Strabane comes to standstill as Pat Gillespie (102) is laid to rest
Hundreds of people turned out in Strabane to bid their unofficial 'King' a fond farewell yesterday.
Pat Gillespie passed away at the age of 102 on Sunday after suffering a stroke at his Railway Street home last weekend.
His funeral procession made its way slowly through the town he loved so much, following a similar path to the St Patrick's Day parade that the centenarian led in his top hat and tails every year.
Shops and businesses closed and staff filed out into the street as the funeral cortege for the much-loved Co Tyrone man passed by on its way to the Sacred Heart Church for Requiem Mass.

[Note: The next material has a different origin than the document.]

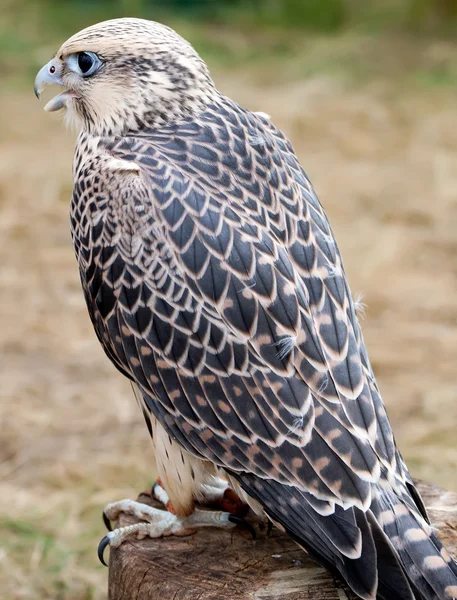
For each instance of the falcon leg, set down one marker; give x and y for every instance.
(216, 494)
(160, 523)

The procession was met at the gates of the church by a lone piper, Pat's grandson Aidan, who played 'The Leaving of Liverpool' as his grandfather's coffin was carried into the church, past his beloved motorised scooter with the registration 'Pat 100'.
Mourners packed the pews, balcony and aisles of the church as Gavin, another one of Pat's grandsons, sang a number of songs, including one he wrote specially for his grandfather thanking him for "a century of memories".
Parish priest Fr Gerry Sweeney spoke with fondness for the man who was as ingenious as he was mischievous.
"On many a Sunday I'd be standing at the front of the church chatting to Pat's family," he told mourners. "I remember asking them once if their dad had his bike today and they said that no, someone had collected him. And around the side of the church on his scooter would come Pat, out the gates and away he went, his family left standing saying 'oh no, he has escaped again!'
"He lived a good and long life. He has been an inspiration to many people. His life began in 1916 and we could think of all the history he has lived through, seen and experienced.
"He has witnessed many changes in this town as he grew from boy to man, fell in love with Eileen and had a family. And that family of eight children grew to 27 grandchildren and 39 and a half great grandchildren. In another month's time he will have another great grandchild.
"And he has left behind that legacy, not just to his family but his community, especially when things were bad in the past and people were down because of the Troubles," Fr Sweeney added.
"Every so often there'd be a bright spark and a flash of inspiration when he'd do something a little bit different. One of the things I remember was the bed he turned into a bicycle. That was a great achievement, but that was Pat, doing extraordinary things, extraordinarily well."
Fr Sweeney said that he was surprised by the host of pictures on the wall of Pat's home of his various achievements. "At the wake I asked what the host of medals and trophies displayed in the living room were for," he said. "I thought maybe Irish dancing, but his son told me they were for powerboat racing, and I looked at the photos and there was Pat, racing along the water. He represented Ireland on a number of occasions. It was just another achievement in so many.
"If he could make something out of something he would make it. He once turned a railway carriage into a caravan so that the family could have a holiday in Rossnowlagh. That takes a good bit of ingenuity and determination."
Father Sweeney said Pat was a regular at the church, visiting his wife Eileen's grave every morning for 25 years. He said nothing could stop Pat doing what he wanted, not even the police.
"Often I would see his bike parked against the hedge here at church," he said. "And I always thought, do they know he is out? But nothing was going to stop him. Even the police couldn't stop him. At 101-years-old he was pulled over by the police in the town on the scooter. They couldn't arrest a man of 101 so they told him to wear a helmet.
"When he was coming to Mass he had to be collected at 11.10am exactly. If you weren't there at 11.10am, he wasn't there at 11.11am, he was away on his scooter and away out the road. Fair play to him. He lived his life and he didn't waste it at 102 and a bit. His life did make a difference."
Following Requiem Mass Pat was laid to rest in the adjoining cemetery beside his wife Eileen.